С набравшего напряжённой грозности голоса она перешла на плаксивый:
— Что, евонный кобель лохматый разорил мене... Ой, ой, ой... До того пакостливый! Совсем совесть потерял, треттего дня залез в ограду... Я как раз пензию получила и с магазина ворочалась, и котомку на завалину положила, и токо за ключом отошла (он в бане на гвоздике весится), слышу — мой Пестря кыркат на привязке... Кыркат да кыркат. Ага. А Кольчин кобель через забор перемахнул и унёс всё... — она показала наразмах рукой, — всё унёс! У-у-у-у, — прогудела она носовым басом, грозя в сторону, — падина! И масло сливочно, и конфеты ети на под-вид батончиков, как их... сикресы... ли... слиперсы... и колбасы полпалки... Главно — масло-то хамкнул, дак хоть в прок бы?! Хоть бы в прок! Так напроходную и вылетело... Сквозом... Вместе со слипинсами...
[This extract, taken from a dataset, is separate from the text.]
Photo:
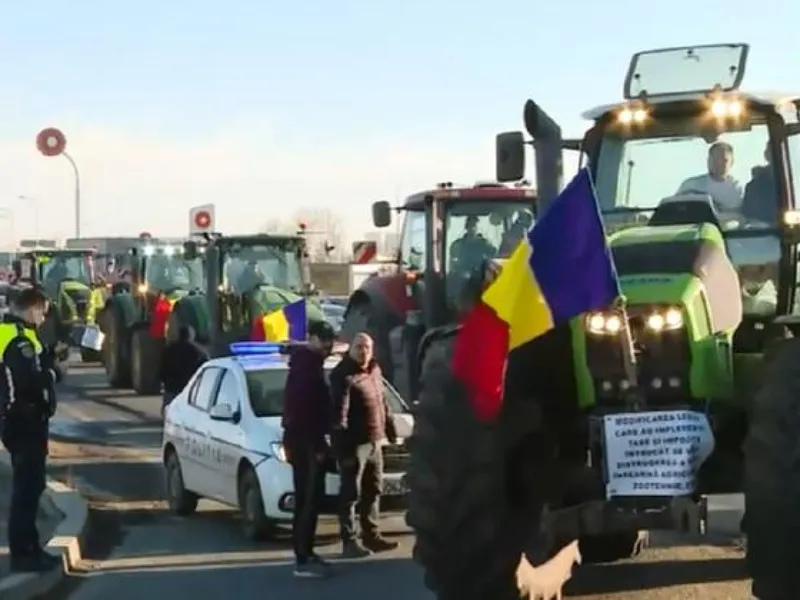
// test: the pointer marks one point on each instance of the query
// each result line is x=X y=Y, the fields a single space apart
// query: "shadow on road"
x=615 y=578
А колбасу так в морде нимо меня и проташшил. Ташшит и ишшо на меня смотрит! Брось, грю, пакость такая! А куда там! Я за палку — он в рык! Я за палку — он в рык... Мне бы сподографировать его рожу бесстыжу да в “Северный маяк”... Да я зна-а-а-аю! Зна-а-а-аю... Колька его нарочи промышлять посылат! От тебе секерт, от колбаска к чаю! Поди плохо! Мо-ожно жить! Те на соболя гонять! Да ты посмотри на него! Посмотри, какой бухряк! Он же баллон! И куды лезет-то в него? Куды лезет? От ить полобрюхий! А вчера опеть! Опеть залез ко мне в кладовку, заложку зубами откинул, сука такой. А у мене там винегрет стоял в чашке... Сестреннице день рожденье отводили... Она мне наложила... Чашка-то, главное, с цветочками... Ну, и всё, одне черепушки... Ах ты падина! Всё до капусточки подмёл... До капусточки... И тефтелья, и шшуччью фаршу... Хорошо ишшо торот убрала. Как чувствовала. Штоб ты сдох, бессовестна рожа! Вот мне Кольчу и наа. Скажу ему: “Ты, сына, собачку не корми сегодня, а то бабка муки купила — шаньги стряпат, рыбник-пирог и уху варит налимную, да ишшо оладди с вареннями. И торот вафельный. Пушшай приходит гость дорогой — уважит старуху-то... а то она... не знат куды пензию девать... о-о-о-о... Мнуки-то разъехались.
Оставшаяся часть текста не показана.